Leal mostrou relatos de motoristas que não entenderam como devem realizar o pagamento do free flow, acumulando multas sem saber como quitá-las.
Para Marco Aurélio, da ABCR, o argumento não se aplica a todos que passam pelo pórtico automático. Ele defende que o brasileiro entendeu o sistema free flow e os números de infrações são inflacionados por usuários que não pretendem pagar as tarifas – a exemplo do motorista que passou 5.025 vezes por pórticos, realizando o pagamento corretamente apenas 54 vezes.
“Nós precisamos separar o joio do trigo”, reforçou o presidente da associação, referindo-se a diferenciar os usuários que querem pagar e não conseguiram daqueles que passaram pelo pórtico com a intenção de não quitar a tarifa.
Para resolver essas falhas, o governo pretende reunir todas as informações sobre o pedágio free flow na Carteira Nacional de Habilitação (CNH).

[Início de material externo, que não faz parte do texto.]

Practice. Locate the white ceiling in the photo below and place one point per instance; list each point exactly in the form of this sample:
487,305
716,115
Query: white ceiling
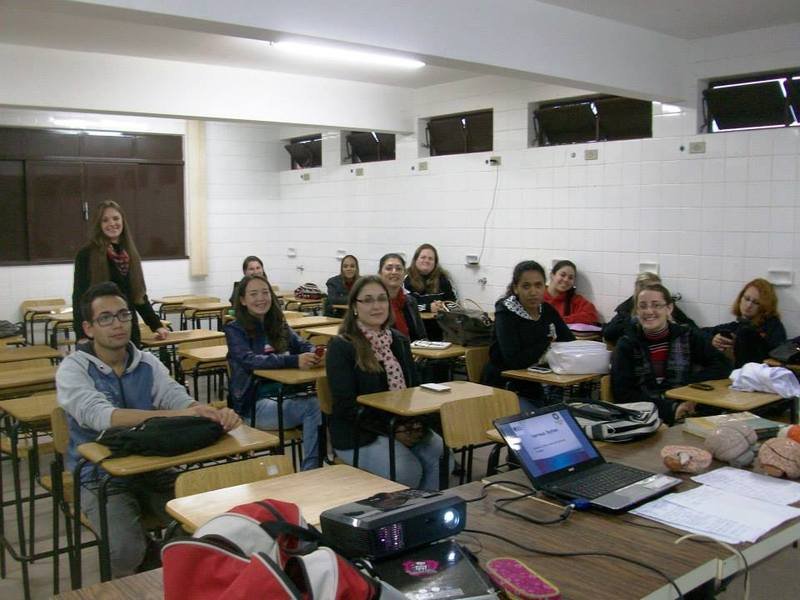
690,19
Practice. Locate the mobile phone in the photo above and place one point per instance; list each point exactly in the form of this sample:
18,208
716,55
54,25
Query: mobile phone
702,386
436,387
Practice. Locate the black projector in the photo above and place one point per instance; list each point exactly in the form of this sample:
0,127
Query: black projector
389,523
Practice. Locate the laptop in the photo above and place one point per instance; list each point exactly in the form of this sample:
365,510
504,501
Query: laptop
562,461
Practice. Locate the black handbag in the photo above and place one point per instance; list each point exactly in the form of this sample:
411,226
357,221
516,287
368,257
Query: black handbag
465,326
788,352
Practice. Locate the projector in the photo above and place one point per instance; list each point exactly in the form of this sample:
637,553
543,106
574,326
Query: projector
390,523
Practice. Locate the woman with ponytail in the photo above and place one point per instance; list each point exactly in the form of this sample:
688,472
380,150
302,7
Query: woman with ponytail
111,255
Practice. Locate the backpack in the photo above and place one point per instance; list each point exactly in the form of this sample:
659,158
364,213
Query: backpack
616,422
161,436
262,550
308,291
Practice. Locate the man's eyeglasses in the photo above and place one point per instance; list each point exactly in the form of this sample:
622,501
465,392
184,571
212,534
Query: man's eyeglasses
651,306
105,319
370,300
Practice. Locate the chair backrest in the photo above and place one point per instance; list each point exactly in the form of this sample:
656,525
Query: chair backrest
465,422
606,395
58,422
476,359
232,473
324,396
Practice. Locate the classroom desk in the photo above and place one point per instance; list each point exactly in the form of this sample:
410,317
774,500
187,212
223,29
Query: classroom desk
313,491
24,415
9,355
418,401
723,396
22,381
241,440
286,377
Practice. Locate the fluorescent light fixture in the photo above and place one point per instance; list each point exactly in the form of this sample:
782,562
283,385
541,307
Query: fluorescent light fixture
343,55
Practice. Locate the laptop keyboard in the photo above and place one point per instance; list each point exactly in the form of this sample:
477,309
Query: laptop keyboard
602,480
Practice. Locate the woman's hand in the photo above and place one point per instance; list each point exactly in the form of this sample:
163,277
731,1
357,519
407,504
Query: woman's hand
308,360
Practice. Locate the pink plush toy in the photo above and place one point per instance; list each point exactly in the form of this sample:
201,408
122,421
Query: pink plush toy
780,457
685,459
733,443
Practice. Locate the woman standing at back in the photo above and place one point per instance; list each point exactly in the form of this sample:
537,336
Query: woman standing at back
111,255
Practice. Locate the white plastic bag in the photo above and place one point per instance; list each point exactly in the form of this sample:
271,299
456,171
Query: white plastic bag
578,357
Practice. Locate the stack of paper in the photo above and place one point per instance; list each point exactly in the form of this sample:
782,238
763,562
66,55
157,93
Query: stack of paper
733,506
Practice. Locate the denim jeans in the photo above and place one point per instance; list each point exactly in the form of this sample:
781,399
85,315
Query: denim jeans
415,467
303,411
127,498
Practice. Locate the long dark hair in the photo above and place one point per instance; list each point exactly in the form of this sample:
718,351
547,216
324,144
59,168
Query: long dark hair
273,324
99,269
425,283
570,293
349,329
520,269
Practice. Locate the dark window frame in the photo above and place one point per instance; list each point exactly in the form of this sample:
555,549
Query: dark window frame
591,119
755,101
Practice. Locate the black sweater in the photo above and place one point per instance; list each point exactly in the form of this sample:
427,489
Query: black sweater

Marco Aurélio também destacou durante sua apresentação que o brasileiro é um bom pagador. A taxa de inadimplência no País é de 9,56%, semelhante à de países com o sistema de pedágios free flow já estabelecido, como Chile e Portugal, onde a inadimplência gira em torno de 7%, afirmou.
“Para quem tem um modelo ainda incipiente e realizado sob o contexto de uma experimentação regulatória, metodologicamente controlada, regulatoriamente chancelada, nós andamos bem”, disse o presidente da ABCR.
O sistema de pedágio denominado free flow é uma inovação tecnológica que permite que os veículos passem por uma rodovia e sejam tarifados sem precisar parar.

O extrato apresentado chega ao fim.